Aceitar a não compreensão momentânea
Quando começamos a aprender algo novo, muitas vezes ficamos na ânsia de tentar entender tudo. Meu aprendizado nesse sentido foi: está tudo bem não entender. O importante é não deixar de tentar. Muitas vezes, o processo de compreensão de algo não está no conteúdo, e sim na busca dos outros elementos do CEP+R: viver experiências, falar com pessoas ou buscar uma rede que te apoie a fazer isso.
Você não precisa ter opinião para tudo.
Muitas vezes, afastar-se e observar o desenvolvimento e consolidação de tecnologias, conceitos ou inovações ao longo do tempo pode ser uma boa estratégia de "aprendizagem não afobada". Por exemplo, duas coisas que ficaram muito claras para mim ao longo do SXSW foram: não existe uma definição universal para metaverso – segundo Scott Galloway, a melhor coisa é considerá-lo um termo guarda-chuva para uma série de potencialidades – e ainda não sabemos qual será o real uso das NFTs. Por isso, não acredito ser possível ou necessário emitir opiniões positivas ou negativas a respeito. Vou acompanhando a evolução e aprendendo com o processo.
Portanto, antes de buscar o próximo artigo ou livro, talvez valha a pena voltar e olhar para onde você esteve e o que você consumiu de conteúdo. Investir tempo refletindo e escrevendo pode ser mais importante e proveitoso do que correr para ouvir o próximo podcast. E lembre-se, prazer é um importante indicador do seu processo de aprendizagem.
CEP+R
→ Conteúdo
Dicas de conteúdos, ferramentas e maneiras interessantes de integrar novos conhecimentos aos seus.

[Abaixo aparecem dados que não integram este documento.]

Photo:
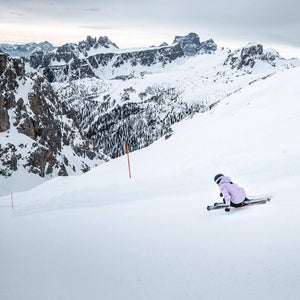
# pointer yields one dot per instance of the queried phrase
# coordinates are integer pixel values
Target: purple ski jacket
(231, 191)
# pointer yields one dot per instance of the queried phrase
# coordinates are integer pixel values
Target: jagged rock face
(64, 64)
(249, 55)
(33, 115)
(25, 50)
(117, 120)
(191, 45)
(208, 47)
(138, 124)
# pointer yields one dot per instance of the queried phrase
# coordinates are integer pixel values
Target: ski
(249, 202)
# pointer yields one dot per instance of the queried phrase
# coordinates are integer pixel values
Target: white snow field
(101, 235)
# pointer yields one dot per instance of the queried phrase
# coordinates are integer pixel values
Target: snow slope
(151, 237)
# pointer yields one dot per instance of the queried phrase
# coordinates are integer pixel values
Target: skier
(232, 193)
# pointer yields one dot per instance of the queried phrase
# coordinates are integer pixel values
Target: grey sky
(132, 23)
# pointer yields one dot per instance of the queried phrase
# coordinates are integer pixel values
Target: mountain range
(88, 100)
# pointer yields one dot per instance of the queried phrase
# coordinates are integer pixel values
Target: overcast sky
(138, 23)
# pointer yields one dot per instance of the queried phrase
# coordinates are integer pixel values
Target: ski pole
(127, 150)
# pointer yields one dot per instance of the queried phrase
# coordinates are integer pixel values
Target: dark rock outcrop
(42, 118)
(25, 50)
(249, 55)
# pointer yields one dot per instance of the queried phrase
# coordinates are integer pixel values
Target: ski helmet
(218, 178)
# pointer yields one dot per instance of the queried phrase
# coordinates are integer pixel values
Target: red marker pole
(128, 160)
(12, 201)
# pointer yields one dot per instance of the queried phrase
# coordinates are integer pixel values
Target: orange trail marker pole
(12, 201)
(128, 160)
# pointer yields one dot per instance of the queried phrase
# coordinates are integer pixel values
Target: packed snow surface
(103, 236)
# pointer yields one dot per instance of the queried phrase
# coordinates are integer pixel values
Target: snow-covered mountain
(38, 133)
(134, 96)
(25, 50)
(125, 98)
(151, 237)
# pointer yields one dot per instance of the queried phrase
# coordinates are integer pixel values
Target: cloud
(232, 20)
(92, 9)
(17, 14)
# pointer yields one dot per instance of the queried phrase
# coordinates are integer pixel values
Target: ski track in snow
(103, 236)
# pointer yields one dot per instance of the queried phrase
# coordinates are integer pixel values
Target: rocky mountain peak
(32, 117)
(190, 43)
(249, 55)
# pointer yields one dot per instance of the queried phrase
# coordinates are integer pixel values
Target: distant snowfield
(103, 236)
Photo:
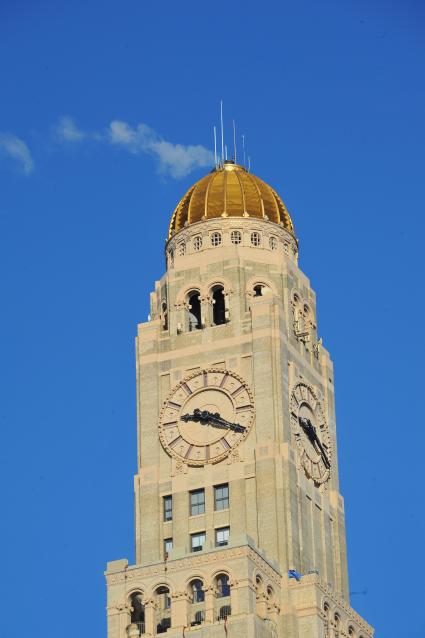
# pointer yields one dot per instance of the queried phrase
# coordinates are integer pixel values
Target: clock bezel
(221, 388)
(304, 457)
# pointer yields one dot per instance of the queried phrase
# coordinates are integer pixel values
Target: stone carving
(317, 348)
(303, 323)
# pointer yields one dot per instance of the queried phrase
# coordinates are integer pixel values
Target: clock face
(206, 416)
(311, 432)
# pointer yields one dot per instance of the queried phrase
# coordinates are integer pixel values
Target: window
(224, 612)
(197, 594)
(222, 536)
(236, 237)
(168, 546)
(255, 238)
(258, 290)
(197, 541)
(221, 497)
(163, 610)
(197, 242)
(222, 586)
(218, 309)
(194, 311)
(163, 598)
(215, 239)
(138, 611)
(164, 316)
(199, 619)
(197, 502)
(168, 508)
(163, 626)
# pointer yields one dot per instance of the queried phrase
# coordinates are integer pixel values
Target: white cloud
(176, 159)
(67, 130)
(16, 148)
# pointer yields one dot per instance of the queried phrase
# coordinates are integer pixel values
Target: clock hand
(310, 430)
(217, 420)
(205, 416)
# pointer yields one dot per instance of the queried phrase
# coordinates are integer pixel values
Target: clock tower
(239, 522)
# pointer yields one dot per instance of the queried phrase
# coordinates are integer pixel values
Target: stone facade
(280, 515)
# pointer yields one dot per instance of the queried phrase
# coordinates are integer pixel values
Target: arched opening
(224, 612)
(197, 598)
(194, 311)
(219, 308)
(164, 316)
(137, 612)
(258, 290)
(197, 594)
(222, 586)
(163, 609)
(222, 607)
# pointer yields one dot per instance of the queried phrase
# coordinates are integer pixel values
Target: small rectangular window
(222, 536)
(221, 497)
(197, 541)
(197, 502)
(168, 508)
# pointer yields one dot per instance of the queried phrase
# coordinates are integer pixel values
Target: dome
(229, 191)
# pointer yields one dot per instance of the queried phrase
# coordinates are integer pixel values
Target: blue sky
(105, 120)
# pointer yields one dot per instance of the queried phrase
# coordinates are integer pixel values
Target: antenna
(222, 131)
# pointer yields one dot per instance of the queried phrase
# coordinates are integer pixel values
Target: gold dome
(229, 191)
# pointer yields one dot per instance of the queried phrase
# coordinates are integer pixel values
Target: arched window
(236, 237)
(224, 612)
(255, 238)
(197, 594)
(138, 611)
(218, 308)
(163, 609)
(198, 618)
(222, 586)
(215, 239)
(197, 243)
(164, 316)
(194, 311)
(258, 290)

Originalmente, pensei em sugerir que você não consumisse nenhum conteúdo novo esse mês, e sim que investisse tempo relendo anotações, resumos ou simplesmente olhando os trechos sublinhados em livros antigos. Eu continuo recomendando isso. Mas...numa dessas sincronicidades maravilhosas que a vida nos oferece, estava procurando algum vídeo na academia enquanto pedalava e me deparei com um TEDx Talk do Chris Bailey. Nele, ele conta como uma redução radical de consumo de conteúdo fez bem para o seu cérebro. Me gerou ótimas reflexões.
→ Experiência
Caminhos interessantes para ganhar repertório e praticar o seu aprendizado.
Desenvolvido pela empresa de curadoria de conhecimento Inesplorato, o "Nade Contra a Maré" é um manual que ajuda leitores a refletir criticamente sobre aquilo que estão lendo, auxiliando na compreensão das mensagens trazidas por cada obra e na aplicação desses aprendizados no dia a dia. Um excelente antídoto pra “gula conteudística” que mencionei anteriormente.
→ Pessoas + Redes
Como aprender e ampliar sua visão de mundo a partir de outros olhares.
Além de fazer parte da comunidade da nōvi, a Carol Messias desenvolve um trabalho super bacana de Comunicação Autoral e curadoria, ajudando pessoas e empresas a investigarem seu próprio repertório, organizarem seu conhecimento e, então, colocá-lo a serviço dos projetos que querem ver no mundo. Vale acompanhar a conta dela no Instagram, onde ela compartilha reflexões e dicas valiosas sobre curadoria de conhecimento.
Lifelong Learners foi criada por mim, com edição de Mariana Jatahy e Alexandre Caetano, e design de Fernanda Morgan.
Se você conhece alguém que possa se interessar, compartilhe.
Seu texto aliviou um pouco minha ansiedade de abarcar tantos conteúdos e me lembrou que sem reflexão a aprendizagem fica rasa. Obrigada
Excelente. Eu sempre me pego em conflito tentando conciliar essa "necessidade" de consumo de conteúdo imposta pelos padrões atuais com o meu desejo por relfexões mais profundas e aprendizagem. Aos trancos e barrancos, venho aprendendo a "deixar ir" a ansiedade para conservar o foco no que realmente importa.